The Port of Payra is a seaport on the shores of Bay of Bengal, located at Kalapara Upazila, Patuakhali District, Barishal Division, Bangladesh. It was established by an Act of Parliament in 2013. The port was officially inaugurated in 2016. It is located on the Ramnabad Channel near the Bay of Bengal. The port is undergoing several Development and expansion and the project is expected to be completed in 2020.

==Development==
The development works include capital dredging of the port, the inauguration of eight ships, the first terminal, and the construction of a six-lane approach road and a bridge

===Capital Dredging===
The Payra Port Authority (PPA) signed a deal with the Belgium-based dredging company Jan De Nul (JDN) for capital and maintenance dredging of 75 kilometre long main channel of the under construction Payra seaport.
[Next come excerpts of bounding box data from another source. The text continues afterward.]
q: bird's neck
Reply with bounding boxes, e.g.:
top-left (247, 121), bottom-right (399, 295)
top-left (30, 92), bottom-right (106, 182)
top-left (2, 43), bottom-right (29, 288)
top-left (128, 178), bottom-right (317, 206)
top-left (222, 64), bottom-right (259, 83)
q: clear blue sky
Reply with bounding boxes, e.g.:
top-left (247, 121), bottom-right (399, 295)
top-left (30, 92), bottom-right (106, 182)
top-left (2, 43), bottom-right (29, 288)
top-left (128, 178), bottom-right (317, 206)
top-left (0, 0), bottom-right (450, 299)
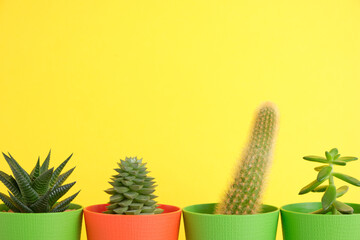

In March 2023, JDN completed capital dredging at the port. Now Port Access Channel was declared open for commercial vessels up to a draft of 10.5 m. Country's foreign currency fund was to be used for the dredging work under the established Bangladesh Infrastructure Development Fund (BIDF) launched in 2021.

Maintenance dredging will keep Port of Payra accessible, and Jan De Nul will perform the maintenance dredging of the port in the next phase of the project. Three Trailing Suction Hopper Dredgers will be deployed to the Rabnabad Channel of Payra Port to fulfil the dredging requirements of the coming years.

==Background==
Payra port was planned as Bangladesh's third seaport after the Chittagong port and the Mongla port, following the cancellation of the Sonadia deep seaport project in 2015.

In May 2016, a memorandum of understanding (MoU) was signed with Jan De Nul Group to dredge the Ramnabad canal. In October 2016, Bangladesh Navy was awarded the construction contract for a four-lane road connecting the port to the main highway in Patuakhali.

In December 2016, Bangladesh signed preliminary deals with Chinese companies China Harbour Engineering Company and China State Construction Engineering Corporation for developing three components of Payra seaport, implemented through a government-to-government basis. The plan reportedly faced opposition from India, Japan, and the United States. The same month, Bangladesh Railway signed an MoU with UK-based DP Rail to build a 240-kilometre rail line linking the planned Payra seaport to Dhaka under a PPP model.

In September 2017, Bangladesh University of Engineering and Technology (BUET) was approached to serve as the consultant for preparing the master plan and design of the seaport.

In December 2017, Commodore M Jahangir Alam, the chairman of PPA, signed an agreement with JDN for the capital dredging and the formation of a joint venture company with a 15-year validity period. That month, PPA expressed its plan to construct a multipurpose terminal through Indian financing, with the feasibility study expected to be completed within three months.

As of 2017, Payra was primarily a governmental route for import and export.

In January 2019, researchers shared findings questioning the feasibility of the deep sea project citing the excessive sedimentation at Payra Port channel.

In February 2019, PPA signed an agreement appointing a joint team of experts from BUET and the Dutch company Royal HaskoningDHV to prepare the detailed master plan for the overall development of the port within 18 months.

In 2021, it was reported that plans for a deep seaport at Payra were shelved and the port was to be developed as a regular seaport.